BR-KLASSIK: Sie haben ja beide bei Hans Swarowsky studiert. Das war natürlich der große Dirigierlehrer für ganz viele Dirigenten. Wie haben Sie zusammen diese Zeit erlebt? Haben Sie sich ausgetauscht? Oder waren sie in verschiedenen Klassen?
Ádám Fischer: Insofern war er ein ganz großartiger Lehrer, als dass er seine musikalischen Auffassungen nicht weitergeben wollte. Er hat darauf bestanden, dass wir die Technik des Dirigierens lernen. Da war er unerbittlich in der Hinsicht, dass wir den richtigen Einsatz geben können – aber das Musikalische hat er uns überlassen. Das ist selten. Ich habe immer wieder erlebt, dass große Dirigenten, wenn sie unterrichten, versuchen, ihre Schüler dazu zu bringen, den Dirigenten nachzumachen. Und das ist das Schlimmste, was einem Dirigenten passieren kann.
BR-KLASSIK: Iván Fischer, waren Sie damals in derselben Klasse bei Swarowsky wie Ádám?
Iván Fischer: Nein, Ádám war vor mir dort, er ist früher nach Wien gefahren als ich und hat sein Diplom auch früher gemacht. Er wurde dann schon Korrepetitor und Kapellmeister in verschiedenen Theatern. Ich habe dafür noch die letzten Jahre von Swarowsky in Wien erlebt. Ich erinnere mich an Swarowsky vielleicht etwas anders, denn er hat uns sehr starke musikalische Ideen vermittelt im Sinne einer puritanischen Haltung. Für ihn war die Struktur der Musik, waren die Noten selbst das Wichtigste. Er wollte nichts interpretieren und nichts interpretieren lassen, nur das Stück aufführen, ziemlich trocken. Er kam aus der Generation der Neuen Sachlichkeit, und da war er ein ganz Großer.
BR-KLASSIK: Ist es nicht eigentlich erstaunlich, dass Sie beide eigene Orchester gegründet haben, also Sie, Ádám Fischer, die Österreichisch-Ungarische Haydn-Philharmonie und Sie, Iván Fischer, das Budapest Festival Orchestra? Wie kam das, dass Sie beide ein eigenes Orchester gegründet haben? Haben Sie sich darüber ausgetauscht?
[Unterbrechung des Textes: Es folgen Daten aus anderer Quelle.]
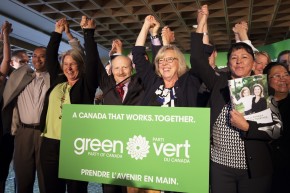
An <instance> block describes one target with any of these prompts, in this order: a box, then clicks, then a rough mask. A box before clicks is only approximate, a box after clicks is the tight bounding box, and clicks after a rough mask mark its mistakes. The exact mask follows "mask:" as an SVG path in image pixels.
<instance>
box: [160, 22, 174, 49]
mask: <svg viewBox="0 0 290 193" xmlns="http://www.w3.org/2000/svg"><path fill="white" fill-rule="evenodd" d="M161 36H162V43H163V46H168V45H170V44H172V43H173V42H174V41H175V36H174V31H171V29H170V28H169V27H168V26H165V27H163V28H162V34H161Z"/></svg>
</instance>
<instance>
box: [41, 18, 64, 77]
mask: <svg viewBox="0 0 290 193" xmlns="http://www.w3.org/2000/svg"><path fill="white" fill-rule="evenodd" d="M64 22H65V19H64V18H63V19H60V20H58V21H57V22H56V23H55V29H54V31H53V32H52V34H51V37H50V40H49V43H48V45H47V49H46V58H45V65H46V69H47V71H48V73H49V75H50V82H51V83H53V82H54V81H55V80H56V79H57V75H58V74H59V73H60V72H61V68H60V64H59V61H58V49H59V45H60V41H61V37H62V32H64V30H65V27H64Z"/></svg>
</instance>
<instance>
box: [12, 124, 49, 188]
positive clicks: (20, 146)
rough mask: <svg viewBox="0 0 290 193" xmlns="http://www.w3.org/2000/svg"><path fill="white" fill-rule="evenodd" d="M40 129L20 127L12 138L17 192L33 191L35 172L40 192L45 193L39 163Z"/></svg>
mask: <svg viewBox="0 0 290 193" xmlns="http://www.w3.org/2000/svg"><path fill="white" fill-rule="evenodd" d="M40 135H41V131H40V130H36V129H32V128H25V127H20V128H18V130H17V132H16V135H15V139H14V161H13V162H14V170H15V181H16V192H17V193H33V186H34V182H35V174H36V172H37V177H38V187H39V190H40V193H45V190H44V180H43V173H42V169H41V165H40V145H41V139H42V137H41V136H40Z"/></svg>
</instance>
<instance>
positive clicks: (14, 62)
mask: <svg viewBox="0 0 290 193" xmlns="http://www.w3.org/2000/svg"><path fill="white" fill-rule="evenodd" d="M28 62H29V57H28V55H27V53H26V52H25V51H23V52H19V53H17V54H16V55H15V56H12V57H11V62H10V65H11V66H12V67H13V68H15V69H18V68H19V67H21V66H23V65H25V64H28Z"/></svg>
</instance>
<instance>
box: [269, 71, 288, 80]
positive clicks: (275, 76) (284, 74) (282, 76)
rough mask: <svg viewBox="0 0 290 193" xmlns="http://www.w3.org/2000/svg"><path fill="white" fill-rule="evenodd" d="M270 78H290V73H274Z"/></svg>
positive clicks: (277, 79)
mask: <svg viewBox="0 0 290 193" xmlns="http://www.w3.org/2000/svg"><path fill="white" fill-rule="evenodd" d="M269 78H273V79H276V80H278V79H279V80H281V79H282V78H285V79H287V78H289V74H288V73H285V74H284V75H283V74H274V75H273V76H270V77H269Z"/></svg>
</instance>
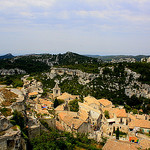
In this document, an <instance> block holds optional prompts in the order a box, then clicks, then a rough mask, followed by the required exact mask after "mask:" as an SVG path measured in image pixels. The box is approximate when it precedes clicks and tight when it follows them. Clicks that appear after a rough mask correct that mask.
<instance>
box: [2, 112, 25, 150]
mask: <svg viewBox="0 0 150 150" xmlns="http://www.w3.org/2000/svg"><path fill="white" fill-rule="evenodd" d="M0 132H1V135H0V150H20V149H22V150H26V144H25V143H24V142H23V139H22V137H21V131H20V129H19V128H18V127H17V126H13V125H12V124H11V123H10V121H9V120H8V119H7V118H6V117H4V116H3V115H2V114H1V113H0Z"/></svg>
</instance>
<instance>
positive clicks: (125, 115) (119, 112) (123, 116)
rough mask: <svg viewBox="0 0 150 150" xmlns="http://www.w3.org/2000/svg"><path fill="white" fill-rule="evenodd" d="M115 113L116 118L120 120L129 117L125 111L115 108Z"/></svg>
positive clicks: (124, 109)
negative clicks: (127, 116) (115, 115)
mask: <svg viewBox="0 0 150 150" xmlns="http://www.w3.org/2000/svg"><path fill="white" fill-rule="evenodd" d="M113 113H114V114H116V117H118V118H120V117H124V118H126V117H127V113H126V110H125V109H119V108H114V109H113Z"/></svg>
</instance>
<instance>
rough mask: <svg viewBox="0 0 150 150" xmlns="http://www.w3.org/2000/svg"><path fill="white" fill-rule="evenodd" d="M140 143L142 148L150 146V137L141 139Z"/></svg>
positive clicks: (144, 147) (148, 147)
mask: <svg viewBox="0 0 150 150" xmlns="http://www.w3.org/2000/svg"><path fill="white" fill-rule="evenodd" d="M139 144H140V146H141V147H142V149H148V148H150V139H140V142H139Z"/></svg>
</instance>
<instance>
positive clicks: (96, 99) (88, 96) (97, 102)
mask: <svg viewBox="0 0 150 150" xmlns="http://www.w3.org/2000/svg"><path fill="white" fill-rule="evenodd" d="M93 103H95V104H97V105H100V104H99V102H98V101H97V99H96V98H95V97H92V96H87V97H85V98H84V104H87V105H90V104H93Z"/></svg>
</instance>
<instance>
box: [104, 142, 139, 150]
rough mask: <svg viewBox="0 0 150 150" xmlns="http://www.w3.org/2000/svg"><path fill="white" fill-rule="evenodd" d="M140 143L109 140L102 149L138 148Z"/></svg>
mask: <svg viewBox="0 0 150 150" xmlns="http://www.w3.org/2000/svg"><path fill="white" fill-rule="evenodd" d="M138 148H139V145H138V144H136V143H131V142H127V141H118V140H108V141H107V142H106V144H105V145H104V147H103V148H102V150H137V149H138Z"/></svg>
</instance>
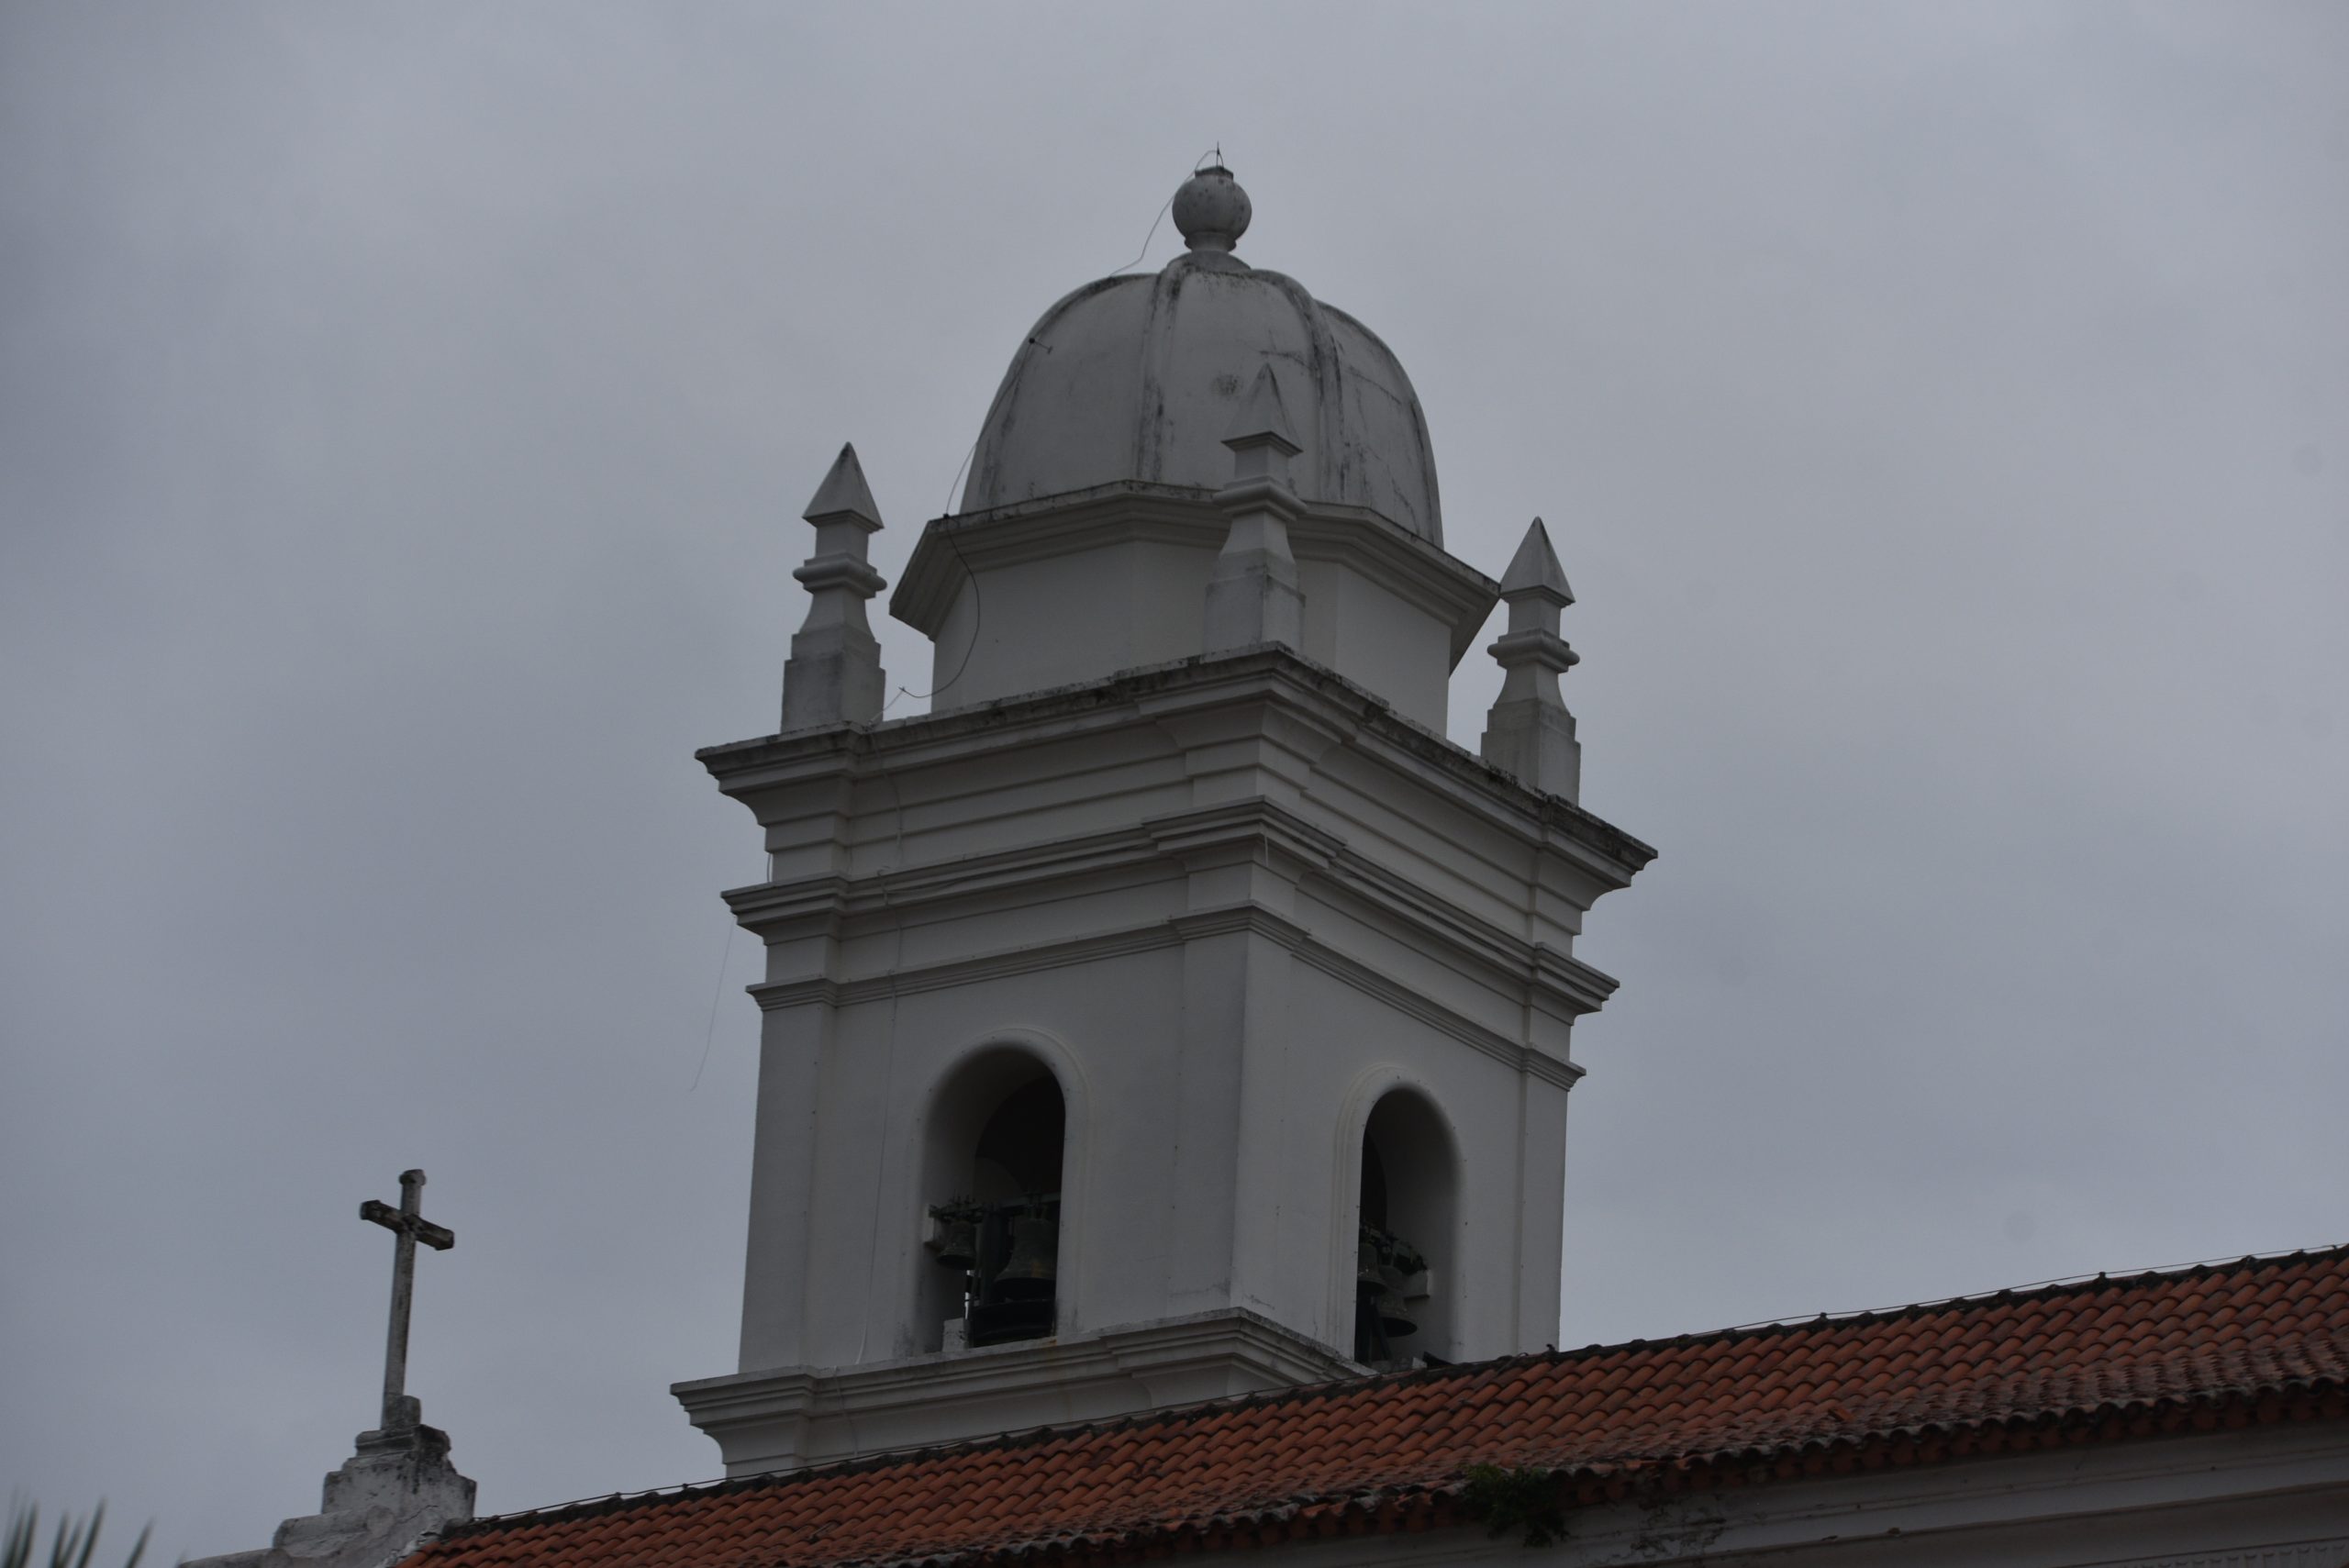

Ádám Fischer: Damit hat der Iván angefangen, weil er unzufrieden war mit den anderen Orchestern, die er dirigieren konnte. Er hat daraus den Schluss gezogen, er müsse ein eigenes Orchester gründen. Das war fantastisch – das war ein ganz, ganz großer Erfolg. Und dann habe ich versucht, ihm das nachzumachen, aber erst später.
Iván Fischer: Wir haben sehr oft Gedanken ausgetauscht, über alles. Da gehört natürlich auch die menschliche Seite des Berufs dazu, wie man mit einem Orchester umgeht. Aber es gab auch viele Gespräche über musikalische Details, über Sänger oder über praktische Lösungen, wie man sich als Dirigent im Konzertsaal oder in der Oper rettet. Wir haben über alles gesprochen.
BR-KLASSIK: Bei Brüdern ist es ja oft so, gerade wenn beide Karriere machen und dann noch beide Dirigenten werden: Gab es mal Konkurrenzgefühle von Ihrer Seite dem anderen gegenüber? Haben Sie sich manchmal auch als Rivalen empfunden?
Ádám Fischer: Da müssen Sie unsere Schwester fragen, die ist Psychologin. Mir ist das so nicht direkt bewusst. Aber sie würde sicherlich sagen, dass wir das unterbewusst hatten. Andererseits haben wir beide bis jetzt ein wunderbares Berufsleben gehabt, und ich habe nichts zu beneiden. Es ist leider so, dass wir beruflich zu wenig miteinander machen konnten. Es gibt sehr, sehr wenige Stücke in der Musikliteratur für zwei Dirigenten, wir waren eben diese Einzeltiere.
Iván Fischer: Ich kenne das Gefühl von Rivalität überhaupt nicht. Die Welt ist groß genug. Und dass ich einen Bruder habe, der ein sehr großer Dirigent ist, ist für mich ein Geschenk.
Ádám Fischer: Danke!
BR-KLASSIK: Hatten Sie mal Krisen in Ihrer Karriere? Dass Sie mal nicht so genau wussten: Wie mache ich jetzt weiter? Soll ich diese Stelle annehmen oder nicht? Haben Sie sich da unterstützt oder auch mal ausgetauscht?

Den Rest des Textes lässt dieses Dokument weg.